Deposit is essentially a good faith deposit. It reserves the right to buy the house and if you withdraw from your contract without giving a reason, the seller is allowed to keep it.

If you really want to get noticed, increasing your deposit is a great way to do it. It shows the seller that you are serious about buying their home and that you are ready to put your hard earned money into it.

4. Offer above the offer price

Often times, cash buyers come with offers that are lower than the asking price, primarily because of the ease with which their transactions are associated. When you’re dealing with a cash buyer keeping the seller down, it can be a way to go above listing price to stand out.

You can also think about an escalation clause that will automatically increase your offer if someone outbids you (up to a certain threshold, of course).

Check your maximum home loan amount (June 14, 2021)

5. Add a valuation gap guarantee

In today’s hot market, it’s quite common for valuations to be low. This, of course, worries the sellers (they don’t want you to go out of business if the at home valued low).

To allay those fears, you can consider adding a valuation gap guarantee to your listing. This tells the seller that you are covering any discrepancy between the bid and the appraised value.

This is usually only an option if you’ve saved some extra cash outside of your down payment.

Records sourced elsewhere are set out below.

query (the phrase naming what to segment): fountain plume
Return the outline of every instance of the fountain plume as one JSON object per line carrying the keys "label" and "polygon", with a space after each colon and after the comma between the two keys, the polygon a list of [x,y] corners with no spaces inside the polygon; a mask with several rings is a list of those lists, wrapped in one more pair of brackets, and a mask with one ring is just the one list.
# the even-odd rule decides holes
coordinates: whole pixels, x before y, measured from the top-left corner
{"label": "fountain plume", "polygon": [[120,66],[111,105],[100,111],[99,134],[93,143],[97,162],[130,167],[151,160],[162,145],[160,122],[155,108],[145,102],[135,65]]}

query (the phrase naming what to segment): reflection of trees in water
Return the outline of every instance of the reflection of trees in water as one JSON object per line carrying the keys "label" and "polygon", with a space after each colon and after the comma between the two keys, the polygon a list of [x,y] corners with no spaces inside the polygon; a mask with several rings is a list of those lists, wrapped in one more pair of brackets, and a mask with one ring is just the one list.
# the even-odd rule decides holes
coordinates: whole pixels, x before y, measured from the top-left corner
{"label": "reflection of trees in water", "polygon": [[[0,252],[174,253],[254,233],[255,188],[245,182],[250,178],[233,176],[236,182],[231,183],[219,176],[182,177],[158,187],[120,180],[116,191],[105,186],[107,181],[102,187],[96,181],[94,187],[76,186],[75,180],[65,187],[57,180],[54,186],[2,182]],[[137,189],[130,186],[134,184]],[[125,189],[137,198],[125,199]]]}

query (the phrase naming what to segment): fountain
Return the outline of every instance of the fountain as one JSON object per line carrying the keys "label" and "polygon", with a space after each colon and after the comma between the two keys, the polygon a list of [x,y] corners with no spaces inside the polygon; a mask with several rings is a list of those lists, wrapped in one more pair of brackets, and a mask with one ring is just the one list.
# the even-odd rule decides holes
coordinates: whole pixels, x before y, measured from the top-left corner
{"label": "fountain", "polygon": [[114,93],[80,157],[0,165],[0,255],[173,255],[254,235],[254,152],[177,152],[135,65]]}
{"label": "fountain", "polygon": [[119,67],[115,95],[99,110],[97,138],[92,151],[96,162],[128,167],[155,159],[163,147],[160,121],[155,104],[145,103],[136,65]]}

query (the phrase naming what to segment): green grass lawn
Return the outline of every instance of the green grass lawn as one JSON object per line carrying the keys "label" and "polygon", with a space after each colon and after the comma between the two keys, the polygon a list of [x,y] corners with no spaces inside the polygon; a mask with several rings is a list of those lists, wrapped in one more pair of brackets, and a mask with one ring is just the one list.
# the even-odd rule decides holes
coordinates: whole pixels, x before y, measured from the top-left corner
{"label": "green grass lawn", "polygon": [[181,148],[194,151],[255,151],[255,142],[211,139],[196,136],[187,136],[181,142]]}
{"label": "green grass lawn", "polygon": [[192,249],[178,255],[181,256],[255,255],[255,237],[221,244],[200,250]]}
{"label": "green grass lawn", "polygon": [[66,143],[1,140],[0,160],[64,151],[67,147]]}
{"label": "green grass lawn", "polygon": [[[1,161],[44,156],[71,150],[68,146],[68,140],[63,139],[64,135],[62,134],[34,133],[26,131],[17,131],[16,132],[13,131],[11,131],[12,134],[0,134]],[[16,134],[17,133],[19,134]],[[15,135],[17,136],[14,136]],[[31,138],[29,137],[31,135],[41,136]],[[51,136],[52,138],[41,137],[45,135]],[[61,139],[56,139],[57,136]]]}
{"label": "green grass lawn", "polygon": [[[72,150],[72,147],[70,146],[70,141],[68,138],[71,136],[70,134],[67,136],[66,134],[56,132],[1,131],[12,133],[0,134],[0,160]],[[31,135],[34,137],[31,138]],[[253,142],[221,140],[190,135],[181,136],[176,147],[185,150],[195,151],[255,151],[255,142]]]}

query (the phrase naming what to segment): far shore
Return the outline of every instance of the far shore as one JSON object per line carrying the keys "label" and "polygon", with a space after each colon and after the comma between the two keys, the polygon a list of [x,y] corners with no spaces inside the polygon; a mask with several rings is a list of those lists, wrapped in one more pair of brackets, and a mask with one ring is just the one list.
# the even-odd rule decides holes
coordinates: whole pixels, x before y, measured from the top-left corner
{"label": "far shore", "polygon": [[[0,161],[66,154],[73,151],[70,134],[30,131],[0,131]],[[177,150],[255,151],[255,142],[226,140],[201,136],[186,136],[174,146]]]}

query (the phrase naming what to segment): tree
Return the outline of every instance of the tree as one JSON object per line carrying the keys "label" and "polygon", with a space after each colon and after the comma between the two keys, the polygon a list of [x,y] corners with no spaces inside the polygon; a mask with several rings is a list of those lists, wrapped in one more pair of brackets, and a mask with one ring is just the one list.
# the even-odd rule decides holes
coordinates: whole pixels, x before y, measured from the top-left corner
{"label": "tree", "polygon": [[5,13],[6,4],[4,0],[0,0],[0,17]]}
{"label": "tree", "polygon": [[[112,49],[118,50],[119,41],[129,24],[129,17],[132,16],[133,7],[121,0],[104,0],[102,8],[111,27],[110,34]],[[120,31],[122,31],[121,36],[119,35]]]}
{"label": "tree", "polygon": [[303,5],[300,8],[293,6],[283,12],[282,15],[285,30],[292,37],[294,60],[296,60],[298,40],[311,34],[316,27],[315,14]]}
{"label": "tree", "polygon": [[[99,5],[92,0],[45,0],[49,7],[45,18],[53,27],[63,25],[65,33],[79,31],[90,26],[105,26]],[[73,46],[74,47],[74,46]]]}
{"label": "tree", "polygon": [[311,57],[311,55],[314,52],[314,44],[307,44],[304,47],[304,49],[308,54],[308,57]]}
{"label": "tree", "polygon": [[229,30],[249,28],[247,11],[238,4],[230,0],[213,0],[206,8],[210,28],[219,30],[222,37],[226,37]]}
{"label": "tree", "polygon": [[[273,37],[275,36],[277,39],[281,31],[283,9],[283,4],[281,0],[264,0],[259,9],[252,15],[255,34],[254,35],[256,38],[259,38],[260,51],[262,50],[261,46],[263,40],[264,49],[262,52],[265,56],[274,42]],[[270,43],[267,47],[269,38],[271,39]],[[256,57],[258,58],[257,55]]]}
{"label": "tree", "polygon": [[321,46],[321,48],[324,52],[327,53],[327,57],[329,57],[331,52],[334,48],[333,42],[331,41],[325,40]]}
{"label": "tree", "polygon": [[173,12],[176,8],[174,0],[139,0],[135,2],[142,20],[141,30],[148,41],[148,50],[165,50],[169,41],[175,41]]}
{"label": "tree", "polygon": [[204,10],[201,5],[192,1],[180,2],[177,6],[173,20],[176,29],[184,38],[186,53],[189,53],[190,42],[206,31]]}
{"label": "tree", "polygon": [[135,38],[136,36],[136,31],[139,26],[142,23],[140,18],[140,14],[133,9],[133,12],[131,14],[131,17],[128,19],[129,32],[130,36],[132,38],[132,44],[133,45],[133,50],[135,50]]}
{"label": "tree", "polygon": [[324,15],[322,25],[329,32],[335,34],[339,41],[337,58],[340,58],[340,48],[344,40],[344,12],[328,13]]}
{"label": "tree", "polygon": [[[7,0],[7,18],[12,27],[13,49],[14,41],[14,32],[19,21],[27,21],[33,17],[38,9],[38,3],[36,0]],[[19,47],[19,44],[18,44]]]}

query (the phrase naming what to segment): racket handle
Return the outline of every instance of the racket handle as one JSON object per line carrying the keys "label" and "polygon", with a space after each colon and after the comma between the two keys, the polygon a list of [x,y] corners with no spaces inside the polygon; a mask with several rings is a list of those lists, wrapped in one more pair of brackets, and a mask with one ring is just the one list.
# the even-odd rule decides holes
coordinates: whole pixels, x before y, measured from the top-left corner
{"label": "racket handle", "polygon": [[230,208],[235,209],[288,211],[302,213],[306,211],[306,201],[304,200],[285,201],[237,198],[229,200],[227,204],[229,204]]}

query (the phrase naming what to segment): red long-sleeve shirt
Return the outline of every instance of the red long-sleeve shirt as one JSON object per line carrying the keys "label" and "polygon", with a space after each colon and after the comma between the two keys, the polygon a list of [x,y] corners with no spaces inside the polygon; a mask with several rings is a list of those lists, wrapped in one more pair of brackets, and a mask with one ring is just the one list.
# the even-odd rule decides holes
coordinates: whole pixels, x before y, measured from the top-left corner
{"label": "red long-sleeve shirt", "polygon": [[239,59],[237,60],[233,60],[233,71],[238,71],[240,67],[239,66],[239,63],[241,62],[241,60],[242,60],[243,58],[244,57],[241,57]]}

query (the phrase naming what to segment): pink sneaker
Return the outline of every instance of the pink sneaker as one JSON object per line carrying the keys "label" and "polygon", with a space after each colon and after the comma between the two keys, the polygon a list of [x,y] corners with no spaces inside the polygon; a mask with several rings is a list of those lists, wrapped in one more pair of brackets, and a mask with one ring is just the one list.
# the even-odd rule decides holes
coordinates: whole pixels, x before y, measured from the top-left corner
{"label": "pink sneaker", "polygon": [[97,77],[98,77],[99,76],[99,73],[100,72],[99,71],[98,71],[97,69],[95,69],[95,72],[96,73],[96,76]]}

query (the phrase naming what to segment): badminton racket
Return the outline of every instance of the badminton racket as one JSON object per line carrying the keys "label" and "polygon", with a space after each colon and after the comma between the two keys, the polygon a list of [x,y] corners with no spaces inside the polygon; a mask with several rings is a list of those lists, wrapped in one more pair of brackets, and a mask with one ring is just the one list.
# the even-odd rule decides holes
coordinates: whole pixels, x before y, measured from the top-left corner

Closing a valuation gap would mean paying extra Furthermore the money you deposit with your lender.

6. Get personal

You can also write a personalized offer letter to the sellers describing what you like about the house and why it is a perfect fit for your family. Some buyers even include photos of their children or pets with them.

It’s a nice way to stand out from other buyers and really beat the hearts of sellers.

7. Consider an alternative to the cash offer

There are some companies that offer cash shopping solutions that do not require upfront cash.

With Ribbon, for example, you can pay 1% of the home price ($ 2,000 for a $ 200,000 home) and then back up your offer with cash.

There are other similar options too, including Accept.inc, Homeward, and more. Big brands like Opendoor and Homelight even have cash offering programs.

The bottom line

Cash buyers are a common sight in today’s housing market, but they are by no means invincible.

Talk to your broker, get a signed pre-approval from a mortgage lender, and go into the apartment hunt to be competitive.